Scholarly Article

American Paintings, 1900–1945: Florence Sittenham Davey (Mrs. Randall Davey), 1914

Part of Online Edition: American Paintings, 1900–1945

Publication History

Published online

George Bellows, Florence Sittenham Davey (Mrs. Randall Davey), 1914, oil on wood, Gift of Florence S. McCormick, 1979.80.1

Entry

This portrait represents Florence Sittenham Davey, the wife of George Bellows’s friend, the artist Randall Davey (1887–1964). Described as “beautiful, generous, and strong-willed,” Florence Davey was a modernist sculptor who had been a pupil of Alexander Archipenko. The Daveys’ son William related the unusual circumstances that led Bellows to paint the portrait: “George Bellows and Randall Davey used to shoot a lot of pool together and although Bellows was a good baseball player he lost a lot of money to Randall Davey attempting to beat him at pool. That is why he painted a portrait of Randall Davey’s wife and ‘presented’ it to him. It was in payment of a gambling debt.”

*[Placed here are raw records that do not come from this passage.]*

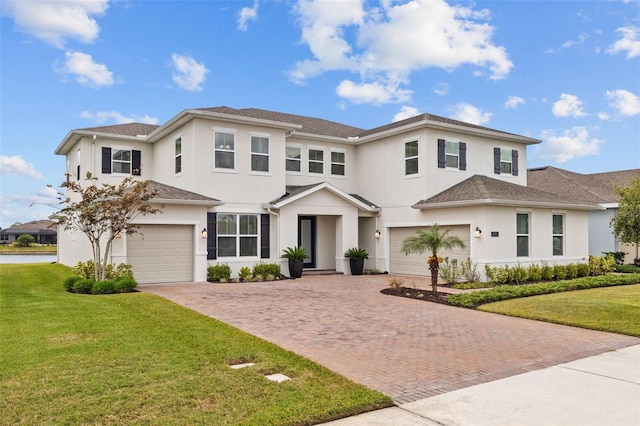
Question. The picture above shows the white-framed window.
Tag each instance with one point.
(506, 157)
(178, 155)
(411, 157)
(259, 153)
(338, 162)
(522, 234)
(224, 149)
(316, 160)
(293, 161)
(121, 161)
(237, 235)
(558, 234)
(78, 162)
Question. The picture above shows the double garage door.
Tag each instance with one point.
(415, 264)
(161, 253)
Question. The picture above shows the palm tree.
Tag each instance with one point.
(432, 241)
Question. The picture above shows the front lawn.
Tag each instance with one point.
(613, 309)
(138, 359)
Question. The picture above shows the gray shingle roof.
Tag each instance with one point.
(591, 189)
(483, 189)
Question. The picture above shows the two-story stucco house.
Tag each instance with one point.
(237, 186)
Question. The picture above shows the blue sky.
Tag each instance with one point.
(566, 72)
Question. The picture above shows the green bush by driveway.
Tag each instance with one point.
(138, 359)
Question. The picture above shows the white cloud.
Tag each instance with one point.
(568, 106)
(568, 144)
(470, 114)
(385, 44)
(247, 14)
(625, 102)
(189, 74)
(513, 102)
(56, 21)
(87, 72)
(405, 112)
(630, 42)
(374, 93)
(118, 118)
(17, 166)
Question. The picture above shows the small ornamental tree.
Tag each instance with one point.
(102, 212)
(626, 221)
(432, 241)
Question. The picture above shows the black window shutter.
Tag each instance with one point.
(496, 161)
(212, 235)
(106, 160)
(264, 236)
(135, 162)
(441, 158)
(463, 155)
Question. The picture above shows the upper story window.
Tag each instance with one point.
(316, 161)
(452, 154)
(522, 234)
(293, 158)
(505, 161)
(121, 161)
(224, 150)
(410, 158)
(337, 163)
(78, 161)
(259, 154)
(558, 234)
(178, 156)
(237, 235)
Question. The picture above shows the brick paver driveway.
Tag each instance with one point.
(404, 348)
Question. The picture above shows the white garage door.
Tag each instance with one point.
(161, 253)
(415, 264)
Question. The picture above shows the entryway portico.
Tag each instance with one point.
(323, 219)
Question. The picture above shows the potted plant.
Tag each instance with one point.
(296, 256)
(356, 256)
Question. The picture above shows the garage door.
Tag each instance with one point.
(161, 253)
(415, 264)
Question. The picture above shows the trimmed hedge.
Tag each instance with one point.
(506, 292)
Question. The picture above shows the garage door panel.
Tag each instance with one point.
(415, 264)
(161, 253)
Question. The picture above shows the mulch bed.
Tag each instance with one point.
(418, 294)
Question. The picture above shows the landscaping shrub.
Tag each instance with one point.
(505, 292)
(219, 273)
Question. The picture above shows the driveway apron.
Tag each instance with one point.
(407, 349)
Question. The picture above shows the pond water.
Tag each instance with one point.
(28, 258)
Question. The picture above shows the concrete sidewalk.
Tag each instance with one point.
(601, 390)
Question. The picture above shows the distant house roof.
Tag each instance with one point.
(483, 190)
(591, 189)
(42, 227)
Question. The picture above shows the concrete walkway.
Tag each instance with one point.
(602, 390)
(407, 349)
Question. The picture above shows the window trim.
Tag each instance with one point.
(527, 235)
(233, 151)
(414, 157)
(343, 164)
(555, 235)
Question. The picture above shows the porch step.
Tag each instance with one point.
(311, 272)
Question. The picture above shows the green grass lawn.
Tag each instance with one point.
(613, 309)
(138, 359)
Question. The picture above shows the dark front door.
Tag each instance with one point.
(307, 238)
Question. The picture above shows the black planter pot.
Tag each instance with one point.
(295, 268)
(357, 266)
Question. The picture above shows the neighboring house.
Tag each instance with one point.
(44, 232)
(237, 186)
(595, 188)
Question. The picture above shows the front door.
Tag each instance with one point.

In this work Bellows has created a fresh and direct likeness in which he has emphasized his elegantly attired sitter’s charm. Represented in three-quarter length and seated in a wicker chair, Florence looks directly at the viewer from under her fashionable wide-brimmed hat. The bravura brushwork treatment of the white dress is illuminated by a harsh light that enters the composition from an unseen source on the left. The bright whites of the dress and the vivid flesh tones of the face are heightened by the darker turquoise drapery in the background, the sitter’s green belt, and her blue and green striped hatband.

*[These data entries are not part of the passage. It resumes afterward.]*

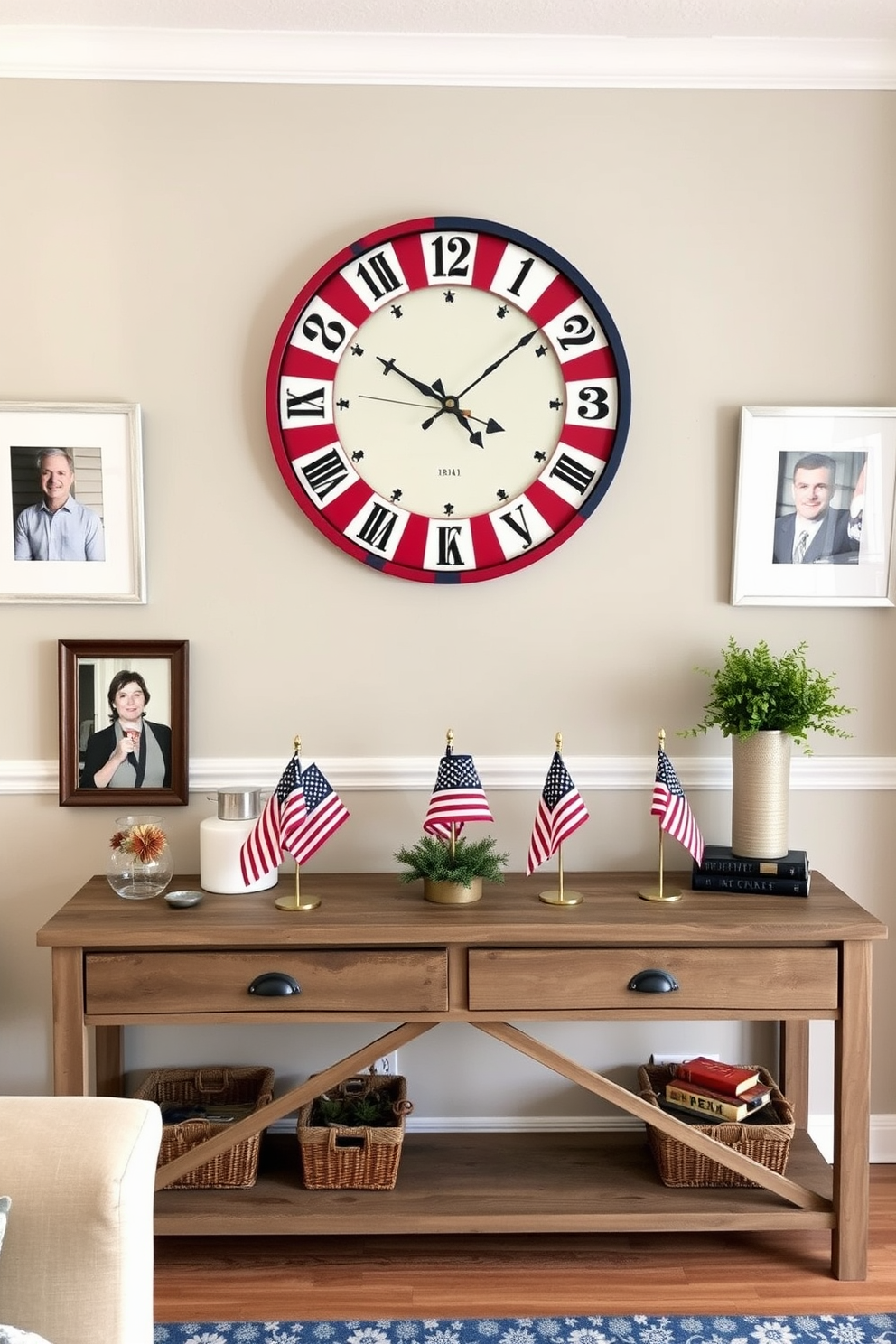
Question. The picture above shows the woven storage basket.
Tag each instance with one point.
(229, 1085)
(348, 1157)
(681, 1165)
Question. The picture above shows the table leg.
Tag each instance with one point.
(109, 1060)
(852, 1115)
(70, 1076)
(793, 1070)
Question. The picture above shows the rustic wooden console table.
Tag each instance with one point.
(375, 950)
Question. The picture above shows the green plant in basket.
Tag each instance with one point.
(460, 863)
(366, 1110)
(754, 691)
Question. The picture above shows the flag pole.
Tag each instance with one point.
(557, 897)
(449, 749)
(658, 892)
(297, 901)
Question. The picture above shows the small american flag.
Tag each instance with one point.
(324, 813)
(673, 809)
(457, 798)
(560, 812)
(301, 813)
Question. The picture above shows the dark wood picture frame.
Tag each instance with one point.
(76, 653)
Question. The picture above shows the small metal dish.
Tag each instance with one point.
(183, 900)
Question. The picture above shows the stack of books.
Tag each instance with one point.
(711, 1092)
(723, 870)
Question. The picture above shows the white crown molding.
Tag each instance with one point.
(390, 774)
(490, 60)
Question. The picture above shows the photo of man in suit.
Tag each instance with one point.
(815, 532)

Bellows had been prompted to reevaluate his approach to color in part after seeing works by Henri Matisse and the European avant-garde at the 1913 Armory Show the previous year. In a shift that mirrored changes in his mentor Robert Henri’s style, by early 1913 Bellows was already moving away from the system of musical equivalents advocated by the color theoretician Hardesty Gillmore Maratta and had begun to experiment with theories developed by the Harvard University professor Denman Waldo Ross. In his book On Drawing and Painting (1912) Ross explicates the “set-palette” system of a limited selection of colors and emphasizes the importance of value—a color’s range of lightness and darkness. A critic remarked on the color of this work when it was exhibited at the Hackley Art Gallery in 1915: “In the portrait of Mrs. Randall Davey, a young woman in white seated against a dark background of green and purple, the green in the background and in the belt of the dress is assertive to the extent that it carries a delicious coolness throughout the portrait.”

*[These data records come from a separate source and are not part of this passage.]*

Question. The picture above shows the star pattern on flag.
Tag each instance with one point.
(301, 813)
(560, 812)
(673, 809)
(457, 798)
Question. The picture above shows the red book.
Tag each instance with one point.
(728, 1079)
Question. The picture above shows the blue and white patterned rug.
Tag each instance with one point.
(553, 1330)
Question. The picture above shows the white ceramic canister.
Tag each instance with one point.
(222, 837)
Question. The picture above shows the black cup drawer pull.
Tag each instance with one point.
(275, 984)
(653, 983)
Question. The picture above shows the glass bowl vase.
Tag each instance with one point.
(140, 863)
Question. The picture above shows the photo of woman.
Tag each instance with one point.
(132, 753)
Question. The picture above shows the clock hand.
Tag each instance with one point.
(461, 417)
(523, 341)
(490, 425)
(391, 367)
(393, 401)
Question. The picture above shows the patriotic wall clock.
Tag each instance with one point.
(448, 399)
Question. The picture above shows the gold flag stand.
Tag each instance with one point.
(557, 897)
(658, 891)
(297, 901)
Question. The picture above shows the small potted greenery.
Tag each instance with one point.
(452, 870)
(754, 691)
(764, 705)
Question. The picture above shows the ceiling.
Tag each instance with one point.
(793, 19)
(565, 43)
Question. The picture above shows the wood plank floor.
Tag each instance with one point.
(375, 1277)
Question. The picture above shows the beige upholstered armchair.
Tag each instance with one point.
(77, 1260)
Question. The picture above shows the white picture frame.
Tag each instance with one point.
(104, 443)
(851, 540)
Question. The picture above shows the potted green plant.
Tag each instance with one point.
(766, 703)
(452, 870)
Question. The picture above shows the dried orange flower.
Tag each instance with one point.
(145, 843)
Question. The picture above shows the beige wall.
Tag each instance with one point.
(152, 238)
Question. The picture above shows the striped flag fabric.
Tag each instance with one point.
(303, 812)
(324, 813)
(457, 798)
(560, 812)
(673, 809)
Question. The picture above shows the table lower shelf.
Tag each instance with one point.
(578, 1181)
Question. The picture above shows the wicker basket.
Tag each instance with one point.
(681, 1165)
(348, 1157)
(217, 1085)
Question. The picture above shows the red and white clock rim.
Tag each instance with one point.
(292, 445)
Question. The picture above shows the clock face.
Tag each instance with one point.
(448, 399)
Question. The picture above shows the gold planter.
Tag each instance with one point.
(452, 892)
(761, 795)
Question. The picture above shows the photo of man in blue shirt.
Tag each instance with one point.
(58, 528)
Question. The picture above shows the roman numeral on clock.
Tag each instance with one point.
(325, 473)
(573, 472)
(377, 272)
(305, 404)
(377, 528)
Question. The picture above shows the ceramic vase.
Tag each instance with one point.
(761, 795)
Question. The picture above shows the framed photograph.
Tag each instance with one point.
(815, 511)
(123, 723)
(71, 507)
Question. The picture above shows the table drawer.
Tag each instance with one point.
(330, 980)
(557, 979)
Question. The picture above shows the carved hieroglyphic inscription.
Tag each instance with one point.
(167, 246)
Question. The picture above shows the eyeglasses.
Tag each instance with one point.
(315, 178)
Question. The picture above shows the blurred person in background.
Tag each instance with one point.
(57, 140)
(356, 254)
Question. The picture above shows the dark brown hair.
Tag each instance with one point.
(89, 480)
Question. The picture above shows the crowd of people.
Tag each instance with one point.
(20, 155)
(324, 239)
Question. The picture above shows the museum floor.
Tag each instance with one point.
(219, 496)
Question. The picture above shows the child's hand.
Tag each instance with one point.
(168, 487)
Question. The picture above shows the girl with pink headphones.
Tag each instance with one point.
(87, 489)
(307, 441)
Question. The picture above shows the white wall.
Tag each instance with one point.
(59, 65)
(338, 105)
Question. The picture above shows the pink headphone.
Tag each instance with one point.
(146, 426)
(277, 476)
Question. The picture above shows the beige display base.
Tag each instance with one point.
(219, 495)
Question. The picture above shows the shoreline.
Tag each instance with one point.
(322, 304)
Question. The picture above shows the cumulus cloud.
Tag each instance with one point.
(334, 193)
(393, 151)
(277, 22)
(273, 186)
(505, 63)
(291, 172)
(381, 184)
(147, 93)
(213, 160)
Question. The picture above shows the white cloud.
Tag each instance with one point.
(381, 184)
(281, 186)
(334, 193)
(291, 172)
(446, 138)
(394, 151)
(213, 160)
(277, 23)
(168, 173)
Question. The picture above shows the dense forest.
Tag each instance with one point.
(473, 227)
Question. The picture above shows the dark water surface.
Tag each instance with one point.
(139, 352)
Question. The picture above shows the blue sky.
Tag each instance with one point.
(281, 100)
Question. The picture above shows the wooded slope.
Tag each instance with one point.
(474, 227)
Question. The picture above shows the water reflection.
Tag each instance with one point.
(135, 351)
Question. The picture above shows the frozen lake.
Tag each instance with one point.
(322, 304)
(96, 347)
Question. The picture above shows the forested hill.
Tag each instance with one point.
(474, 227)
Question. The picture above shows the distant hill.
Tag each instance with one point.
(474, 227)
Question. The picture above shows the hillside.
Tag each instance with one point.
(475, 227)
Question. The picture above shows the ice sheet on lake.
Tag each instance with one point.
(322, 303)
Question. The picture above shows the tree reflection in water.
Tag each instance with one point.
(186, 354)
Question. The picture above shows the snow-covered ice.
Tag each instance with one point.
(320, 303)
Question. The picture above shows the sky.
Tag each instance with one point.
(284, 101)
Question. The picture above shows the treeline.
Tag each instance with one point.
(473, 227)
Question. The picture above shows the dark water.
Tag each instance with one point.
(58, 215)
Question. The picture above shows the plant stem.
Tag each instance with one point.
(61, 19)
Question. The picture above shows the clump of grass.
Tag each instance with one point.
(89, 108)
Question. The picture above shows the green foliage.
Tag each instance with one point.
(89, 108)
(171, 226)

Florence Sittenham Davey is one of more than 15 portraits of women that Bellows completed while staying on Monhegan Island in Maine in 1914. That summer Bellows counted among his sitters his wife and personal friends, as well as local residents of the small, isolated outpost. Among this remarkable outpouring of images are Emma at the Piano (Chrysler Museum, Norfolk, VA), Geraldine Lee No. 2 (Butler Institute of American Art, Youngstown, OH), and Julie Hudson (The Metropolitan Museum of Art, New York). In this extensive group of paintings the artist achieved a new expressive power and intensity through the use of assertive frontal poses, geometric compositions, brilliant color, and intense light.

Technical Summary

The painting is executed on what appears to be a large single piece of wood. Although such a flat regular panel would usually consist of some sort of plywood, the material cannot be confirmed because the back and all of the edges are covered with ground, obscuring any laminations of the wood. The x-radiograph also shows no joins, indicating that several pieces of wood were glued together, which would typically be necessary to construct such a wide wood support. The artist applied the smooth, gray ground to both the front and back of the panel and all of its sides. Examination of the painting with infrared reflectography shows a free-form drawing executed in what appears to be black crayon. It outlines most of the edges in the garment and hat and many of the facial features, but curiously seems to omit the mouth. The drawing in the area of the sitter’s left hand is sketchy and not very precise. Over this preparation, the paint has been applied thickly in wide brushstrokes of impastoed paint. The figure was painted in first and the background added in later, up to and sometimes a little over the figure’s edges. The paint in the face is a little more blended. In the x-radiograph there are some contour changes visible in the lower portions of the hat and at the top of both shoulders. Under ultraviolet examination it appears that the painting is coated with a synthetic resin varnish. Also using this illumination, two wide, highly fluorescing brushstrokes are visible; these probably primarily consist of zinc white.

The condition of the painting is excellent with only a little frame abrasion on all four edges. Some of this is inpainted and is dark under ultraviolet examination and some of it remains untouched. The varnish coating has gone gray and is probably covered with grime. An inscription on the back of the painting in black crayon identifies the subject: “Portrait Florence Davey McCormick, Geo Bellows, 146 E 19 St, New York.” This inscription is all in the artist’s hand except for “McCormick,” which appears to have been added later by someone else.